Malgré un passage à l’université d’Oxford, ce grand admirateur de Sylvanus Olympio –le premier Président du Togo qui voulait déjà sortir de la zone France et doter son pays d’une monnaie– n’a jamais voulu tourner le dos à la France où il fait toutes ses études. En 2016, il a notamment accepté d’entrer au conseil scientifique de l’Agence française de développement (AFD).

Il reste, par ailleurs, affilié au Centre de coopération internationale en recherche agronomique pour le développement (le Cirad) et chercheur associé au CERI, le centre de recherche de Sciences Po Paris. Ce qui ne l’empêche pas de critiquer l’attitude souvent arrogante des Français en Afrique qui se comportent en terrain conquis même s’il refuse que l’on dise que son livre* est un pamphlet contre la France.

«Ce n’est pas un pamphlet (contre la France) mais un appel à l’Afrique pour qu’elle prenne en main son destin à divers niveaux d’analyses. Je dénonce l’incapacité de notre continent à atteindre une prospérité partagée malgré tous les efforts. C’est vrai qu’on a parfois l’impression que la période coloniale n’est pas terminée (par rapport à certaines attitudes que l’on nous donne à voir!). Les Américains, les Russes, les Chinois, les Allemands, eux, se comportent différemment et, en tout cas, ne donnent pas l’impression d’être en terrain conquis quand ils viennent en Afrique!», affirme son auteur au micro de Sputnik France.

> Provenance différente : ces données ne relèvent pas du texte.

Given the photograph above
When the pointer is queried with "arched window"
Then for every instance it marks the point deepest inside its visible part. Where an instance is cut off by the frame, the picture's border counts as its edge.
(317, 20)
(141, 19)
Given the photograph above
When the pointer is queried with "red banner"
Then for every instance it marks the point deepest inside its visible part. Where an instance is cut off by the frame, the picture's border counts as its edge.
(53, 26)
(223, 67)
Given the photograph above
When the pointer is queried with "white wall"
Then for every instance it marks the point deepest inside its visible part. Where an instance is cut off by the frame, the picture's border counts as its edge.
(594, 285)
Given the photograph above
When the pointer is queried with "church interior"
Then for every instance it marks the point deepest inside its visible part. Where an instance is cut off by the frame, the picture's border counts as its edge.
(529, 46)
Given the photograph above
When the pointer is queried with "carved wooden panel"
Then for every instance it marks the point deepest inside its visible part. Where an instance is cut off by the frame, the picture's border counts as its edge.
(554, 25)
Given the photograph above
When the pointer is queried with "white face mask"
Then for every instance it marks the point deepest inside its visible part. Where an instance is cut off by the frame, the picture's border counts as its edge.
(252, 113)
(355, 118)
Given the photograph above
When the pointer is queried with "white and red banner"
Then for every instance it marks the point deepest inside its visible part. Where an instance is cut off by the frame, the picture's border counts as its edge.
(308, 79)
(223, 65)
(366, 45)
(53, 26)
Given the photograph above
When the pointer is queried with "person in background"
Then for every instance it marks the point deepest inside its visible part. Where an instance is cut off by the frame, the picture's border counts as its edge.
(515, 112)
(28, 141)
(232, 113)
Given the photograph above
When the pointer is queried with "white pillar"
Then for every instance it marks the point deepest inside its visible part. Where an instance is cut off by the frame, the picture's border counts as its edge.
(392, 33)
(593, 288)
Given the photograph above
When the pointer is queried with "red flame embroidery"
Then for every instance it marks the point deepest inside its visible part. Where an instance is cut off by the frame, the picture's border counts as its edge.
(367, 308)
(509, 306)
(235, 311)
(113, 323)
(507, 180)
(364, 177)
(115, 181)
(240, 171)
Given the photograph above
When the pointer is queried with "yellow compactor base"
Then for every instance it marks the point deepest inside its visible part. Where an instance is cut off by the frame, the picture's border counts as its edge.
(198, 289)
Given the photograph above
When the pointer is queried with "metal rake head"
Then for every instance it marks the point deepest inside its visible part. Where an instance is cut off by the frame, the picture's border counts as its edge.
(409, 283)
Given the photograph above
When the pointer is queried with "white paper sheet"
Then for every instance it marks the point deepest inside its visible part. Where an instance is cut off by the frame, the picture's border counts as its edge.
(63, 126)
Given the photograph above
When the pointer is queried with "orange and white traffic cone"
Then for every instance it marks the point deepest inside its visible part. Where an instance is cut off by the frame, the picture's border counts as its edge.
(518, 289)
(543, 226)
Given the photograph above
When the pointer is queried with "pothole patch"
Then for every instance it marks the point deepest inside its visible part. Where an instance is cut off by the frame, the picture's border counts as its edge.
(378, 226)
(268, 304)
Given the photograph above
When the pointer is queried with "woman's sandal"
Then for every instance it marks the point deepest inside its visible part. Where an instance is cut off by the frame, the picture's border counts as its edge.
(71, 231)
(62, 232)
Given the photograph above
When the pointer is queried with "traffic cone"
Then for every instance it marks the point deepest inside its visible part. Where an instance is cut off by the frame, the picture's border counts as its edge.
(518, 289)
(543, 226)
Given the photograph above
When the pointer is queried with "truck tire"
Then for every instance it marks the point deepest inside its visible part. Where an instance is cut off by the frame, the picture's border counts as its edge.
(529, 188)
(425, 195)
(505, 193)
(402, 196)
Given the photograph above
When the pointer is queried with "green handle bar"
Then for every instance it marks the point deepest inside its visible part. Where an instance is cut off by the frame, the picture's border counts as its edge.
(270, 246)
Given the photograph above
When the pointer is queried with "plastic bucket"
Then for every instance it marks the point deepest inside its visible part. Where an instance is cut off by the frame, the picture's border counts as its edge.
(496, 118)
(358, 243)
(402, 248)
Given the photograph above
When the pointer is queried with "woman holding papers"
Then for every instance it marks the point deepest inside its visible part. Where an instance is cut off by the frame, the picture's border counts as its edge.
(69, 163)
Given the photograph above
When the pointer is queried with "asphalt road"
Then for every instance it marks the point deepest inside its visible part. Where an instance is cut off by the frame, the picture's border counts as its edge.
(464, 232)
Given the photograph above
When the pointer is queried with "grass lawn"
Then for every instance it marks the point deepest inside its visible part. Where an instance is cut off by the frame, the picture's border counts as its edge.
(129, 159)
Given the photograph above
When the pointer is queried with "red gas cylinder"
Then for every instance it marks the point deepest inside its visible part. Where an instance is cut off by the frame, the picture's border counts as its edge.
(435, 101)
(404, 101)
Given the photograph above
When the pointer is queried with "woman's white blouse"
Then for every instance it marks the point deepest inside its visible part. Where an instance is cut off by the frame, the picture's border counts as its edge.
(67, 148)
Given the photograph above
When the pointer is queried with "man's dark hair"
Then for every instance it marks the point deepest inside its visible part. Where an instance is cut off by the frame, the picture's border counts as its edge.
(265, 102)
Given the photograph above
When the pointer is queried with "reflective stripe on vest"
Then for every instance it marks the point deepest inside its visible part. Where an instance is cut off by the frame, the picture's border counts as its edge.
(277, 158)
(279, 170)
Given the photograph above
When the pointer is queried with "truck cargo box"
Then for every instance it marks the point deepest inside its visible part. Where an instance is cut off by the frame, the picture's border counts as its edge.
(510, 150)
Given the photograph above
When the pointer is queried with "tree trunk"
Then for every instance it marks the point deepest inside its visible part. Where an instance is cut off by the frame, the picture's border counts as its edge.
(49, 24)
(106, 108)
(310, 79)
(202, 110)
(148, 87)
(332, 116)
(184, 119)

Enfin, en tant qu’aîné vis-à-vis de militants et penseurs anti-CFA, plus jeunes, comme Makhoudia Diouf, Nathalie Yamb ou bien Kemi Sema, dont la plupart se réclament d’ailleurs de lui, il reconnaît avec humilité que par sa formation et les responsabilités qu’il a eu à occuper en tant que ministre togolais, «j’ai surtout eu tendance à m’intéresser aux aspects techniques et économiques (dans le débat sur le franc CFA) et, donc, à lire la relation monétaire sous ce prisme», dit-il. Alors qu’au contraire, la génération qui vient a plutôt tendance à mettre ses arguments au service de l’indépendance africaine. «Ce que je comprends très bien!», ajoute-t-il.
«Concernant Kemi Seba, je ne crois pas qu’il ait commis un délit d’opinion. Et je ne crois pas non plus qu’il aurait dû être emprisonné! Certes, il a brûlé un billet de 5.000 francs CFA, mais si vous saviez les milliards que l’on gaspille… Le plus important, pour moi, c’est que notre jeunesse s’exprime avec toute sa fougue, sa rage et son idéal. Nous, les aînés, notre rôle c’est de les encadrer autant que faire se peut, en transmettant le témoin et en étant dans le dialogue permanent», déclare Kako Nubuko avec toute la conviction qui le caractérise.

 

L’urgence africaine, éditions Odile Jacob.